Will the merger result in new breeding lines?
"Topigs Norsvin currently has nine breeding lines: four sire lines and five dam lines. At the moment, we are testing a potential new combination between Topigs and Norsvin lines. One new product is the TN70, which we are testing on a large scale now and plan to introduce in several markets in 2016. At the moment we are testing this new product in several countries and the first results are very promising. The TN70 seems to give a tremendous impact to the finisher in FCR, growth and meat content. The new female is already launched in Scandinavia and in the US with great success."
What else has the merger brought?
"What is special is that its main driver has been to generate added value, not so much to reduce costs. That can be translated into more rapid genetic progress and as well meeting our foreign growth ambitions. It is our goal to achieve 7% year-on-year growth and we would like to do that in a market which is strongly consolidating. One of the developments we observe on a global scale is that pig production is going to become more integrated, in various shapes and forms. Large customers usually sign long term contracts. They test our pigs and would like to know what projects we work on behind the scenes. That way, they know what developments are about to happen with regards to our genetics. We are now capable of showing a large research group with almost 100 people working at product improvement."
Why did you announce the merger in the United States?
"That was not a deliberate choice, it just happened to be convenient timing. In the middle of 2014 we had reached a stage at which everything could be signed. World Pork Expo in Des Moines proved to be the right platform to break the news. The merger led to a lot of media attention. The lion's share of our revenue may come from Europe, but the American continent is our most important growth market for the coming years. In the US, we expect to be able to make the most of the advantage of working together. The majority of the 20 major players in the US swine market is a Topigs Norsvin user now. Worldwide, one in seven pigs has Topigs-Norsvin genetics."

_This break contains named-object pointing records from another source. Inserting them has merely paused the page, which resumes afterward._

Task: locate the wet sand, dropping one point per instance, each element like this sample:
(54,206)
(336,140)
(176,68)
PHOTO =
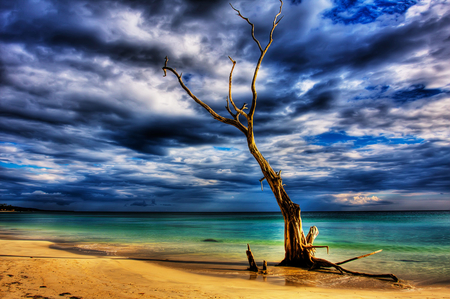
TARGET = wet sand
(31,269)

continent is our most important foreign growth market for the coming years."
What kind of pig are you breeding for the future?
"In general you can say that we breed our pigs based on the future global demand, and that is mainly improving feed efficiency in all aspects. We have been working with feeding stations on our breeding farms for many years to register both growth and feed usage. The Norsvin lines have even been monitored since 1992.
One should also think of harvesting pigs at a heavier weight, maintaining the lean meat percentage as well as easy to manage pig characters. After all, labour is scarce and expensive. For Topigs Norsvin, improving total feed efficiency means more than just attention to FCR of finishers. Of course FCR is and stays an important element in our breeding goal. We also see beyond that. With our 'Total Feed Efficiency' concept we also look at for example longevity and mortality of sows, piglets and finishers. We look to the whole production and minimise any 'feed leakages'.
Genetic selection has become an important component in our breeding, it will lead to 30% quicker achievement of our breeding goals. And above all: we should always be focused at the market. What will customers demand in the year 2025? That question is key in defining our breeding goals."
One more trend is ongoing consolidation, you said. What does that mean for Topigs Norsvin?
"In the long run, no doubt there will be other breeding organisations joining us. Breeding companies will have more and more difficulties accessing a strong R&D programme and R&D network, ensuring a high genetic progress. The investments in technology like genomic selection and data processing are huge. Topigs Norsvin is open to those new partnerships. I am more than satisfied when I look back at last year's merger."